Dice molto bene Lalumera, ricapitolando le considerazioni sulla salute come capacità: è una concezione che libera le persone dalla medicina come normalizzazione dei corpi (giacché tutti i corpi sono e si sentono diversi), ma d’altro canto rischia di consegnarsi alla medicina della performance, dove ogni problema vien visto come un problema medico e ogni debolezza percepita rispetto all’ideale personale e sociale esigerebbe una diagnosi di validazione.
Una terza concezione è parente della seconda: la persona nell’ambiente è in salute quando è in grado di adattarsi e mantenersi in equilibrio anche in presenza di situazioni nuove o avverse, come le malattie.

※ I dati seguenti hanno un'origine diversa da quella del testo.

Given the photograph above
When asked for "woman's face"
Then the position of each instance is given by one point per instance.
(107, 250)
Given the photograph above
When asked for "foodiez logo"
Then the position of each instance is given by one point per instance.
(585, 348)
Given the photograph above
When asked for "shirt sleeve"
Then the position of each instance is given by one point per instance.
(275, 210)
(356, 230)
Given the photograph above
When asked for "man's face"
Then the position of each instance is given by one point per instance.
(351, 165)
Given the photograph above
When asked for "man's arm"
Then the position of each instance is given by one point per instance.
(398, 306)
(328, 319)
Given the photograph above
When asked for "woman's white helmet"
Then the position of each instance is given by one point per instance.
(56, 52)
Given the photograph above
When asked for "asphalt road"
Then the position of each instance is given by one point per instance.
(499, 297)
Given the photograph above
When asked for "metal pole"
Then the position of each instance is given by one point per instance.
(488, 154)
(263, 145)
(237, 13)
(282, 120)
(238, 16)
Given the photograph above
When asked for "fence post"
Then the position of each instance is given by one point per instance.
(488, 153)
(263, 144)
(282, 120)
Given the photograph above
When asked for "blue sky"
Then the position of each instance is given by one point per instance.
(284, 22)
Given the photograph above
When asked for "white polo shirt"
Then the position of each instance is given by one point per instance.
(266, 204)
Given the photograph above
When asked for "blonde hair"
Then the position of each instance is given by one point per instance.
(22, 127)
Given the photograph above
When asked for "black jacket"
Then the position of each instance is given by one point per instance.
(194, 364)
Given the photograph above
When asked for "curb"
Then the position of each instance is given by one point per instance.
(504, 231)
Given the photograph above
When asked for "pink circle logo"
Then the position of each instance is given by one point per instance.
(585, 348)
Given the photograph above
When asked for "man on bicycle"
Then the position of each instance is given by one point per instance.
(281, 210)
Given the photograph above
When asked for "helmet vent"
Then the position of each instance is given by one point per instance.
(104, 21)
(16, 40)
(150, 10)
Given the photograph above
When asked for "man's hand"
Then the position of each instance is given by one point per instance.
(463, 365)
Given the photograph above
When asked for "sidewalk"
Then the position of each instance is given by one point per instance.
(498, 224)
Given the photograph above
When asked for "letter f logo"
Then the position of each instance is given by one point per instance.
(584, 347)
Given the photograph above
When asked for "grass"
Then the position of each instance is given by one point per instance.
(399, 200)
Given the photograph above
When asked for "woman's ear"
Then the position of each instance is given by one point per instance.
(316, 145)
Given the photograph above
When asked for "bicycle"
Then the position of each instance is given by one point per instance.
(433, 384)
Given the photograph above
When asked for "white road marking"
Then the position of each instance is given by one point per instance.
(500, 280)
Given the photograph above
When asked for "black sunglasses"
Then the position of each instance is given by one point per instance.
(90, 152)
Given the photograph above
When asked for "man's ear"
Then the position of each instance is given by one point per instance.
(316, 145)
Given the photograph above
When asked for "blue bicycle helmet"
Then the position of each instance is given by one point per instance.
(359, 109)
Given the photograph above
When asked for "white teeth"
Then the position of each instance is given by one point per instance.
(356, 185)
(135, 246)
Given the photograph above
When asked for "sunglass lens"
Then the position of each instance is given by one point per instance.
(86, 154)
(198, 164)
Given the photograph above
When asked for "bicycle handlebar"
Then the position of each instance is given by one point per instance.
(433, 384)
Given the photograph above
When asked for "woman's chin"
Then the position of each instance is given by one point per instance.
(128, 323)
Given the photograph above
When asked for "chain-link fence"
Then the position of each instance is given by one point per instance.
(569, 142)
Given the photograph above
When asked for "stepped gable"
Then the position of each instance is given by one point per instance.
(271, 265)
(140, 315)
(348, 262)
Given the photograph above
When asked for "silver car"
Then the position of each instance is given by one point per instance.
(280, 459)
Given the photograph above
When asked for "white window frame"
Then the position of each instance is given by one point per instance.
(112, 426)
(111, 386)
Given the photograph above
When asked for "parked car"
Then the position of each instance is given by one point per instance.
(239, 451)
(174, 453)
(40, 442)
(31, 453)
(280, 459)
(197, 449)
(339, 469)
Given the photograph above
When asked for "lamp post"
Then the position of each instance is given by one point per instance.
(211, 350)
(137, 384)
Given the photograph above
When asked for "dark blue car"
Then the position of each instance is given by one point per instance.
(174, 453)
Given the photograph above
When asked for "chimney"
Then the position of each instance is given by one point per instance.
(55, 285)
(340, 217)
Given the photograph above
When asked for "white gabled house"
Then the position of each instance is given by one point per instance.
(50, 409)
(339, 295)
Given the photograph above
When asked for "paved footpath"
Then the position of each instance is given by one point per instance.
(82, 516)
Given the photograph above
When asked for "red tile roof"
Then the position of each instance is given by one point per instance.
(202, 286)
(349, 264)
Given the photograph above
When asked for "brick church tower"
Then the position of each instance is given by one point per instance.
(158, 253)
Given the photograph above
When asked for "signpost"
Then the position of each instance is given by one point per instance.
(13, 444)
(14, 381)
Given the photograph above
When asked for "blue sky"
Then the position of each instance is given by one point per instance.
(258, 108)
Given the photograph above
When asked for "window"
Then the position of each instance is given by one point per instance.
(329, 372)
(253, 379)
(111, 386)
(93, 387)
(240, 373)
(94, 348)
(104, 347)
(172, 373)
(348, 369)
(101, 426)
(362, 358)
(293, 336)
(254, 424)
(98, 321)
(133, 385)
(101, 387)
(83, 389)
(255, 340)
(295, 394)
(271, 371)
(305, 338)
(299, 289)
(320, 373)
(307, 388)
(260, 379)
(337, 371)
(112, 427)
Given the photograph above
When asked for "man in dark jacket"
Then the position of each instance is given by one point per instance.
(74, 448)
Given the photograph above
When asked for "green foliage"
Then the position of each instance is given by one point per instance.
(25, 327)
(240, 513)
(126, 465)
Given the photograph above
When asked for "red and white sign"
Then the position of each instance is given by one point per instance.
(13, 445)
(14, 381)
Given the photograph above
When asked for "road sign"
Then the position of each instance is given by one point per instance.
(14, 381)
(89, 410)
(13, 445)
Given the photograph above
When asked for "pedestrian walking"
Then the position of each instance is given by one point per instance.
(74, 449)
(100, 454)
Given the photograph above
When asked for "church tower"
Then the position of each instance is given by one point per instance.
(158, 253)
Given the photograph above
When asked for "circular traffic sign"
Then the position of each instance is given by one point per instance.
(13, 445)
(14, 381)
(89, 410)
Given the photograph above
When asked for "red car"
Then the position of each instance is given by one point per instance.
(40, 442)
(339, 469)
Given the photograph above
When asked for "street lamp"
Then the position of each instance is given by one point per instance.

Per cui la persona in salute è quella in grado di adattarsi a circostanze mutevoli, dominando l’ambiente, invece che subirlo. Il padre nobile si questa concezione della salute come adattamento sarebbe Georges Canguilhem che già nel 1943 criticava l’idea di salute come normalità fisiologica [8]. Perché? Ma perché siamo tutti diversi, la variazione e l’anomalia sono parte della realtà biologica e non c’è statistica che aiuti a dirimere tra normale e patologico. Solo nel relazionarsi all’ambiente e a livello del singolo individuo ha senso la distinzione salute-malattia. La salute come adattamento alle circostanze endogene calza piuttosto bene quando si tratti di salute mentale. Infatti un famoso psichiatra – Norman Sartorius – ha ripreso e sostenuto questa tesi: ormai da tempo in psichiatria si tende a considerare la “guarigione” più che altro come guadagnare un nuovo equilibrio in malattia, abbandonando l’idea di normalizzazione, poco utile in questo contesto.

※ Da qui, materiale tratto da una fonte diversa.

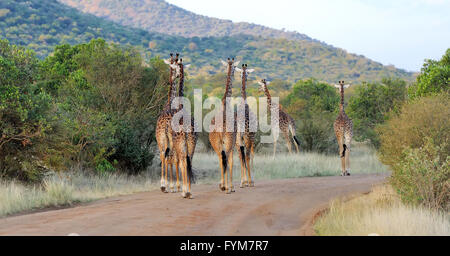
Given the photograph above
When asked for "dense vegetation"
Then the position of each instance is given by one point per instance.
(314, 105)
(42, 24)
(93, 105)
(415, 139)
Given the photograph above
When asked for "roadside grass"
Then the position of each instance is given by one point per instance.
(66, 189)
(381, 212)
(285, 166)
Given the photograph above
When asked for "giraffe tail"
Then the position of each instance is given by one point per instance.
(345, 149)
(292, 129)
(190, 172)
(167, 152)
(243, 154)
(296, 141)
(224, 161)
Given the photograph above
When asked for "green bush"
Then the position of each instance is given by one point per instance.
(415, 143)
(93, 105)
(370, 105)
(423, 176)
(24, 114)
(434, 78)
(314, 105)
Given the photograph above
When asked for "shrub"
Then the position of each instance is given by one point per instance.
(434, 77)
(423, 176)
(370, 104)
(314, 106)
(24, 113)
(415, 143)
(418, 119)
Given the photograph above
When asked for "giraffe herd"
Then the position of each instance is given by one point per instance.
(227, 131)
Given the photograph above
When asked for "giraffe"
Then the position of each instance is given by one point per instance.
(286, 122)
(343, 128)
(184, 141)
(245, 140)
(222, 140)
(163, 136)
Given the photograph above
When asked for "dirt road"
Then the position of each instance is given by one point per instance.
(278, 207)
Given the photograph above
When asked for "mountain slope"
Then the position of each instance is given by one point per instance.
(160, 16)
(42, 24)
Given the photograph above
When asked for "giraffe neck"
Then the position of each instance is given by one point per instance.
(341, 105)
(269, 98)
(181, 83)
(244, 84)
(228, 88)
(172, 89)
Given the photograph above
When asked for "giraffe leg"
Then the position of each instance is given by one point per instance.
(163, 166)
(177, 170)
(183, 172)
(189, 188)
(347, 162)
(296, 147)
(221, 185)
(249, 174)
(171, 176)
(274, 149)
(230, 173)
(252, 152)
(242, 171)
(347, 156)
(288, 142)
(166, 181)
(341, 150)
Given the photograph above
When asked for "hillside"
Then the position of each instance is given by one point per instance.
(42, 24)
(160, 16)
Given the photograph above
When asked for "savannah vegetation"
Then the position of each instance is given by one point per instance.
(413, 140)
(71, 102)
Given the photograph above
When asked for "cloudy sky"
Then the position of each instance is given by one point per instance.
(400, 32)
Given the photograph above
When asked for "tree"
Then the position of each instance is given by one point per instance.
(24, 111)
(433, 78)
(313, 105)
(371, 104)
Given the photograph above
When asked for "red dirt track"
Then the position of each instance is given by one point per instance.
(276, 207)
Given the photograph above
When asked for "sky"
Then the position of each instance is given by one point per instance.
(400, 32)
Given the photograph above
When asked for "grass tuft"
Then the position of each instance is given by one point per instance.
(381, 212)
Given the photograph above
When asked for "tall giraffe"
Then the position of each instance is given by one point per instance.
(245, 140)
(163, 136)
(343, 128)
(286, 122)
(222, 140)
(184, 141)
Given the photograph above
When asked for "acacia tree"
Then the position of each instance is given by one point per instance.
(24, 110)
(371, 104)
(434, 77)
(313, 105)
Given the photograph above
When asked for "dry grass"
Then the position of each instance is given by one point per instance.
(381, 212)
(67, 189)
(77, 186)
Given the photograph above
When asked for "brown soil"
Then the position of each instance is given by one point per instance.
(277, 207)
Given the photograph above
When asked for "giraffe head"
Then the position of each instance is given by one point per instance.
(341, 86)
(172, 62)
(180, 66)
(231, 66)
(244, 71)
(263, 85)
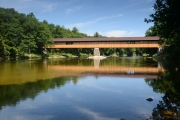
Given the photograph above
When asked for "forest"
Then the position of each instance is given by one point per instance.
(22, 35)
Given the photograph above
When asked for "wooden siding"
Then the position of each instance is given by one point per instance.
(106, 45)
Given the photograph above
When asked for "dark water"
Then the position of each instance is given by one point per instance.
(86, 89)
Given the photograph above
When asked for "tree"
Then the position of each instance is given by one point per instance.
(167, 23)
(166, 18)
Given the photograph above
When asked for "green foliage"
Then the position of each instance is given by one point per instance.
(168, 84)
(167, 25)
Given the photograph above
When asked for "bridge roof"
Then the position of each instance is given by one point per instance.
(155, 38)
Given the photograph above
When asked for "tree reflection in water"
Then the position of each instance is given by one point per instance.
(10, 95)
(168, 83)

È una concezione che spinge a gente ad adottare stili di vita sani, valorizzando le responsabilità individuali, ma che propugna anche una migliore sostenibilità dei sistemi sanitari. Il problema è che potersi adattare dipende molto, di nuovo, dalle condizioni socio-economiche in cui ci si trova. È noto che stili di vita sani son o fortemente correlati con la health literacy, prerogativa dei soggetti socio-economicamente avvantaggiati. Inoltre, chi non adotta questi modelli salubri di vita è esposto al cosiddetto victim blaming, cioè alla colpevolizzazione sociale: hai fumato tutta la vita e adesso hai il cancro? Te la sei cercata. A questo proposito, Lalumera scrive proprio da filosofa, quando sostiene che la stigmatizzazione – processo che induce stereotipi negativi nei confronti di qualcuno o di un gruppo [9] è un portato della moralizzazione della salute, cosa che la società non dovrebbe mai incentivare e permettere, perché porta a colpevolizzare la persona malata. Adattamento e ambiente potrebbero forse più produttivamente esser considerati quindi come determinanti e fattori influenti del concetto di salute come equilibrio, piuttosto che come sue componenti.
In conclusione, un domani che è già (quasi) oggi potremo costruirci una salute personale, magari con il sussidio dell’intelligenza artificiale, immaginandoci di fiorire a ogni stagione della nostra vita, a patto però che lo si intoni al fiorire di tutti, e senza dimenticare che alla vita appartiene anche l’appassire e lo svanire. Parleremo sempre di più del nostro personale benessere, certo individuale, certo ritagliato sul nostro profilo genetico e sulla nostra capacità di risposta immunitaria, nonché sul nostro sentire. Collocando però questa visione del nostro benessere personalizzato in mezzo agli altri, nell’ambito di quel più vasto mondo che legittimamente aspira ad una salute giusta.